Programmatical Database Optimisation…
The application that I am programming at the moment dictates that an object can have many participants. For improved usability the owner of the object needs to be able to add and remove participants en massé.
Creating this functionality is simple but ensuring that it is done efficiently requires some further thought.

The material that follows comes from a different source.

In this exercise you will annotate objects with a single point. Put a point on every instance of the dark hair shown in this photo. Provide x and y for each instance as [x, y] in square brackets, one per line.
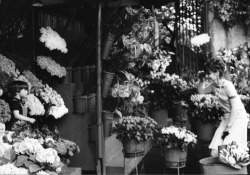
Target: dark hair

A = List of Users who currently have access to the object
B = List of Users that should have access to the object after updating
B can contain none, some or all of A.
Method 1
The easiest thing to do when updating the list of participants is to delete all current participants (A) and grant access to all new participants (B). In doing this we would be executing two, possibly bulky, of an RDBMS’s most time intensive SQL statements :
- DELETE FROM X WHERE Y in (A,B,C) and D=E
- INSERT INTO X VALUES (A, B, C)
Method 2
Another method of setting the new participants would be to only update what has changed in the list. Doing this incurs an additional SELECT statement in order to determine what needs to be added and removed :
- SELECT * FROM X WHERE Y=Z
- DELETE FROM X WHERE Y in (A,B,C)
- INSERT INTO X VALUES (A, B, C)
The question now is :
Which method is the most database efficient?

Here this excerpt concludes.